First up - Grey Gardens the movie. For those of you unfamiliar with this film, it is a documentary cult-classic that was shot in 1974 by Al & David Maysles. The film follows the day-to-day of Jackie Kennedy's aunt Edith Bouvier Beale and her daughter Little Edie Beale, socialites who ended up living in squalor in their later years. The women lived in East Hampton in a mansion called Grey Gardens that over the years became overrun with fleas and racoons and cats and was raided by the government multiple times due to it being a health hazard. I have fallen in LOVE with this movie and especially Little Edie. Both are disturbing yet ultimately endearing. And Little Edie is one STAUNCH woman! It's a very public look into the private life of two eccentrics. If you haven't seen this one, GET ON IT IMMEDIATLY! The Maysles' recently released a second documentary, The Beales Of Grey Gardens (it isn't a follow up - more sort of a continuation/second volume type thing since they had recorded so much footage when they were there) which is just as great (if not better - I'm torn).



This new obsession of mine lead me on New Year's Eve to the Great White Way to see the recently transferred to Broadway Grey Gardens the musical starring Christine Ebersole and Mary Louise Wilson. The prologue to the show begins in 1974 with the Edie's living in the Grey Gardens we know from the movie and then quickly flashes back for the rest of the first act to 1943 to show us the Edie's we never got to know. I have to admit, I wasn't so impressed with the first act. The music didn't do much for me and I didn't think any of the performaces were THAT notable. The only thing the first Act did for me was to answer some of the various questions that I had from the movie which was kind of interesting. Plus Matt Cavenaugh was pretty easy on the eyes as a young Joe Kennedy.
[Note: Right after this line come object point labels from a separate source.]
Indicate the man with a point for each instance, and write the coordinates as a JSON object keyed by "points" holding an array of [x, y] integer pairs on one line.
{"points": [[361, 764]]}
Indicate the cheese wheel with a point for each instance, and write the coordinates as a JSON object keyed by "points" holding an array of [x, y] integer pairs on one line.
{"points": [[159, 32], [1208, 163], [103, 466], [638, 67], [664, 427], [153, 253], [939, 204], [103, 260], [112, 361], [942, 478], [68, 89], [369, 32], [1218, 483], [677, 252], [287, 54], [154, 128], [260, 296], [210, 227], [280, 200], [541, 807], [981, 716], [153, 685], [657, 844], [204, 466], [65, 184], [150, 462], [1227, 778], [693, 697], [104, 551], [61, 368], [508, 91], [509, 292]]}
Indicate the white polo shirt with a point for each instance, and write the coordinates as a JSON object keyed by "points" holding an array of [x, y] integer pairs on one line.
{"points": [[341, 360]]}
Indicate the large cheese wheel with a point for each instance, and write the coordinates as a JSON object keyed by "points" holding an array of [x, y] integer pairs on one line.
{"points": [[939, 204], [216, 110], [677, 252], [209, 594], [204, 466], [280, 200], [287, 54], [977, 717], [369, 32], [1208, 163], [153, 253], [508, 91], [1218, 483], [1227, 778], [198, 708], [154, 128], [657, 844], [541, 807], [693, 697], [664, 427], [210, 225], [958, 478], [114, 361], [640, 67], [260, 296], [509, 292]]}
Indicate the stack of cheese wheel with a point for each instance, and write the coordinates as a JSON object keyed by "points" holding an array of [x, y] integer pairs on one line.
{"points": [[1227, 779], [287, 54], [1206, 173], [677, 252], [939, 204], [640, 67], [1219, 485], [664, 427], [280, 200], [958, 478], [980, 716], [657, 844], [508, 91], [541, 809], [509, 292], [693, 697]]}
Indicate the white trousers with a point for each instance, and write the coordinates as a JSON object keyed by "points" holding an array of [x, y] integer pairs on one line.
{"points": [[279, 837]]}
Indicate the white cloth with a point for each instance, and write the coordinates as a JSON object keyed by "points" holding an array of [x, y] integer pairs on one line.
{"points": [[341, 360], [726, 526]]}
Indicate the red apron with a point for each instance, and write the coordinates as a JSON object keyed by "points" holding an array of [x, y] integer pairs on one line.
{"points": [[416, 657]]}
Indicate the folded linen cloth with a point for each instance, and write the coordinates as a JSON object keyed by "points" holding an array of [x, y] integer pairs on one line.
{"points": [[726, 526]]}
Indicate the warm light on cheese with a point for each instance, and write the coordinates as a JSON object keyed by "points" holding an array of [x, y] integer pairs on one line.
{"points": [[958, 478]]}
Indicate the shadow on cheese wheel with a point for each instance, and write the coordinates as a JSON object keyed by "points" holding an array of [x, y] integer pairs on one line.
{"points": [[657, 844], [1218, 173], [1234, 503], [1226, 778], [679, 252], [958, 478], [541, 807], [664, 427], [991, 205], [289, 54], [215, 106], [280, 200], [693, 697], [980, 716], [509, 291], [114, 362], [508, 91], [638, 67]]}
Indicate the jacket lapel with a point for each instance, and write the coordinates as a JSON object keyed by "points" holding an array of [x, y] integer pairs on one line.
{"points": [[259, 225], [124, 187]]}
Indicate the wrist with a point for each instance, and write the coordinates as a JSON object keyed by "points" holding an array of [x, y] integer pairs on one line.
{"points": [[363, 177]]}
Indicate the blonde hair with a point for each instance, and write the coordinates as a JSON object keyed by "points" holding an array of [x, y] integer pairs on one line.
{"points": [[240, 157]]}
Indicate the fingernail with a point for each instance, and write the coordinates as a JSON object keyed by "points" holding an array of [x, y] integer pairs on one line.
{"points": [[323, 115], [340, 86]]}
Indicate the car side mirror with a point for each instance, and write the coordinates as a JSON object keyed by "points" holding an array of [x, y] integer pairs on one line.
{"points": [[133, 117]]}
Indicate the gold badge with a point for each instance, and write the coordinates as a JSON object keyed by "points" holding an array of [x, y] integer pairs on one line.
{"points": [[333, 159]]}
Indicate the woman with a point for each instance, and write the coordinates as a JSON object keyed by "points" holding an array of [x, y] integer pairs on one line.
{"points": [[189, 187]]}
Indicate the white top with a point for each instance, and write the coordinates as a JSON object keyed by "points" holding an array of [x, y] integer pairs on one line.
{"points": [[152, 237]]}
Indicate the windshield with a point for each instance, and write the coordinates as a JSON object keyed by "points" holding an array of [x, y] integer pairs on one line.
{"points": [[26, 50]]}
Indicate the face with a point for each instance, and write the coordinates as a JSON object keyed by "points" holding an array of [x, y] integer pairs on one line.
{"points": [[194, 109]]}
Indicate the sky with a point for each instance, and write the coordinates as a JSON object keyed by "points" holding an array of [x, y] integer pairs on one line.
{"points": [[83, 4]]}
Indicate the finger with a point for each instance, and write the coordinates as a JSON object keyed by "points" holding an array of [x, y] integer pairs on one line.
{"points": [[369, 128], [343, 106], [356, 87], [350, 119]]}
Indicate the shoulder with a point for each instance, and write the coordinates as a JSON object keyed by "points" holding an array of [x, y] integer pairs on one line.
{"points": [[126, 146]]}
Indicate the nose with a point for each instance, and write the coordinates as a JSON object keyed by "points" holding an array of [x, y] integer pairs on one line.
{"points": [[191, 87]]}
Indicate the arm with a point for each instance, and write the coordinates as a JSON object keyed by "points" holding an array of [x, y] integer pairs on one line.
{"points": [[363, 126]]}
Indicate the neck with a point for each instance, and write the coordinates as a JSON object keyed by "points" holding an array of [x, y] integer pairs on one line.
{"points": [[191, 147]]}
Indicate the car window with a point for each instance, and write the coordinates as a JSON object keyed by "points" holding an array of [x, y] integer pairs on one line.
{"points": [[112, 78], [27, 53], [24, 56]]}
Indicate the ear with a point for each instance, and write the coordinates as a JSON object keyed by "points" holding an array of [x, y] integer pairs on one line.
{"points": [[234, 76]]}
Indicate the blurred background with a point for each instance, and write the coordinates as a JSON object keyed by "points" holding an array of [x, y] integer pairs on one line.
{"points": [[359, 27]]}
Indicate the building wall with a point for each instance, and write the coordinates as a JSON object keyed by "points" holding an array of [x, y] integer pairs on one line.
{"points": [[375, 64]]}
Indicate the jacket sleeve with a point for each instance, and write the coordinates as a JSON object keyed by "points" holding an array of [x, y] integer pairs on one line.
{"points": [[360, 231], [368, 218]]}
The SECOND that Act II started though, I knew what a treat I was in for and would subsquently come to see why everyone is RAVING about this show. The whole second act is basically the Maysles' film set to music (many times word for word). The sets and costumes were DEAD ON, as was Christine Ebersole's near-perfection portrayal of Little Edie. Ah, the VMI dance routine! It was SO realistic that it gave me chills! Sadly, I wasn't so in love with the music in Act II either, but who cares - there was the ghost of Little Edie twirling her flag before me! If Miss Ebersole doesn't win the Tony Award for this part, there is no justice on Broadway. In the end, I'm not so sure I would recommend this show to everybody. I think you really need to see the movie first and decide from there. I think the content of the musical might seem a bit odd if you hadn't seen the movie and wasn't familiar with the Beale's story. For fans of Broadway, though, this one is a must for Ebersole's and Wilson's performances alone.